Another way to use Entity Propagation is to create a batch set of documents with detected PUIDs. This technique is similar to the previous approaches, but aims to drive consolidation early by prioritizing the review of specific PUIDs with the highest volume or importance.

To batch high volume PUIDs first, navigate to the Document List page, click on the filter panel, and then select the following:

Processing and Detection→PII Elements by Category→PUID
Review and Analysis→Review Status→Not Batched

You can sort these documents by highest total PII and batch these documents out.

You can search and independently batch each PUID in order of priority. For example, say your priorities are the following:

SSN
Medical ID

You could scope your search and batch documents that contain more than the following:

1000 social security numbers meta.pii_density.socialsecuritynumber
10000 medical identification numbers meta.pii_density.mid

Step 4. Review

Checking out batches in the order of priority will provide the biggest impact. Provided that the batches were created from a list sorted by priority, a user can check out batches in priority order, starting with the lowest number batches first.

When a user is reviewing a document that is checked out, they may see entities already added in green lettering. These are automatically propagated entities.

When Entity Propagation is running, raw entities can concurrently be propagated to a document a user is reviewing.

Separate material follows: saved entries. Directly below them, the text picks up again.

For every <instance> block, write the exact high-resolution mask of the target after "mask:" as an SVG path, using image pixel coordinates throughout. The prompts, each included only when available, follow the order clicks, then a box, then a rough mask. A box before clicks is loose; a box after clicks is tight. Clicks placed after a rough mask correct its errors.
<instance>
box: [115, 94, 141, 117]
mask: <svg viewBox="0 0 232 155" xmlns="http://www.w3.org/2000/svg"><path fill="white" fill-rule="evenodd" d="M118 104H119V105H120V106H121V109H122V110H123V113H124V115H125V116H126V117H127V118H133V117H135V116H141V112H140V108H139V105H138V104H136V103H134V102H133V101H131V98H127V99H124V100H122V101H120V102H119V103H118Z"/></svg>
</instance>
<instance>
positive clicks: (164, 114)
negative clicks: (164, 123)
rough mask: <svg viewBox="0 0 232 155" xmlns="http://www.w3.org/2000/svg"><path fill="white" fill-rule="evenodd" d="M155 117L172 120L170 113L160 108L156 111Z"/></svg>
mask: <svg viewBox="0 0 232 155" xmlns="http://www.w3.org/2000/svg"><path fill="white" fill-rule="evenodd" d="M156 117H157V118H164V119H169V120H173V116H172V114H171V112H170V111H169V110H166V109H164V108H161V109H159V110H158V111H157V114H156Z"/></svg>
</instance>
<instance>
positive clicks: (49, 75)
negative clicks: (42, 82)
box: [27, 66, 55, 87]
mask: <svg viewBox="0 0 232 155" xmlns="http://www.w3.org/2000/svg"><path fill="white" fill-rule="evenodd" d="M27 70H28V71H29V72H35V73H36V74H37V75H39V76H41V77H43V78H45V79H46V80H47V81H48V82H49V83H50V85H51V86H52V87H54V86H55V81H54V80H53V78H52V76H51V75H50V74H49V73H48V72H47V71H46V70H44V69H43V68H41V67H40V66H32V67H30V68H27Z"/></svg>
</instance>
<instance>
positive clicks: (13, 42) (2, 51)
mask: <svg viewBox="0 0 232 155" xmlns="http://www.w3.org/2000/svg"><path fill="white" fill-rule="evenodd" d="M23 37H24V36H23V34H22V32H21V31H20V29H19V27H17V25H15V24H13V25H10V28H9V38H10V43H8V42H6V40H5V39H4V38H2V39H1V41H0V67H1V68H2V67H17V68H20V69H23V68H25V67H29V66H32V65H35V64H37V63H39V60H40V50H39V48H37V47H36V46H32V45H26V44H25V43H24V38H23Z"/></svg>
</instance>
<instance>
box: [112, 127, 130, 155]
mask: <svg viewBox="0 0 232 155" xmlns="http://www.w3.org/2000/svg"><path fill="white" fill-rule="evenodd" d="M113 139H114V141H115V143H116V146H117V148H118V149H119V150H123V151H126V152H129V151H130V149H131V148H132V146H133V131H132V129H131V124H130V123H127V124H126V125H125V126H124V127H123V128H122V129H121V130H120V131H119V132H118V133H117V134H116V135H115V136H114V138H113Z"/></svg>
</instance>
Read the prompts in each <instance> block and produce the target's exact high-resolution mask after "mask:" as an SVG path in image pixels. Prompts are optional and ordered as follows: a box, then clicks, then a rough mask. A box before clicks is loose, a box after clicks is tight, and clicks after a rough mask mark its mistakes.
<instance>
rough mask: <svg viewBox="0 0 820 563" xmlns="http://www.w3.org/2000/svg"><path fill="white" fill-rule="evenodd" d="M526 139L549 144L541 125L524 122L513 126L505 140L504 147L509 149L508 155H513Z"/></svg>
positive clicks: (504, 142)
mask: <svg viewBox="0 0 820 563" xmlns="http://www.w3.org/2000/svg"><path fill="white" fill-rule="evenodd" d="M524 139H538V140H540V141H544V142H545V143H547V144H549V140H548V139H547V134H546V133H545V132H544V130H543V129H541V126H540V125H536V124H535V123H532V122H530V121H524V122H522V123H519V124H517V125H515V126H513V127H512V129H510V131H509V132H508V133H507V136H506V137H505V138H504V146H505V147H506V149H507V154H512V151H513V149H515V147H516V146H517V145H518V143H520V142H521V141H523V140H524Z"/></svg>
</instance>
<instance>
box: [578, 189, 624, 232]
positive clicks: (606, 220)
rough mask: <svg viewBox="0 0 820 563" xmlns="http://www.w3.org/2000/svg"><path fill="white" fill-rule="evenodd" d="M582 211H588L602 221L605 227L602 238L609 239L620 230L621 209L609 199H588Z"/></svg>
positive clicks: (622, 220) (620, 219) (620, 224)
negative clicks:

Step 5. Propagate Entities

After running consolidation, our system will propagate all the elements in the master entities to unreviewed documents, as long as the following conditions are met:

The document has not been marked as Reviewed
The detected element is a PUID or is a detected non-PUID element associated with a detected PUID

Known Conditions Where Entities Are Not Detected

Images and PDFs - Low quality images can result in low OCR and less precise detection. Use Gallery View to scan and sweep images and PDFs in and out of the review set.

Excel/CSVs - Detection focuses on determining whether spreadsheets may contain PII, but due to high volumes of PII, detection is not exhaustive or necessary on these types of files. Use Smart Map to add entities to these documents. Entity Propagation does not propagate raw entities to Spreadsheets and CSV files.

Entity Propagation Summary

Entities are added after each entity consolidation run.
Any element in a consolidated master entity can be propagated, whether the element was detected or manually added.
Elements will only be propagated to a document when both the value and element type match. For example, an entity with the Social Security Number 333-22-4444:
- will be added to a document when the number 333-222-4444 was detected as a Social Security Number
- will not be added if 333-222-4444 was detected as a passport
- will not be added of 333-222-4444 appears in a text search, but was not detected as an SSN
Detected elements from the same master entity will be merged as a single entity.
When two master entities contain the same element, the element will be propagated to both master entities.
If you edit a propagated entity on a document that is marked reviewed, your edits will remain.
If you edit a propagated entity on a document that is not marked as reviewed, your edits will be removed the next time consolidation and propagation is run. If you delete a propagated entity or its elements, it/they will be added back in the next consolidation run.

Roadmap

Planned Features
Propagation of non-PUID elements using last name, first name, and date of birth.
Propagation of custom elements.
Run Auto Propagation independently of Entity Consolidation.

Step 6. Measure and QC

In order to manage the review, you may want to identify documents where raw entities have been added.

Propagated Raw Entities: From the Entity Raw View page, the user can filter on Manually Added or Auto Propagated entities in the Entry Method column.
Documents with Auto Propagated Entities: From the Document List page, the Propagated Entity filter can be selected from the filter panel on the right of the screen.

Roadmap

Planned Features
More advanced analytics and reporting.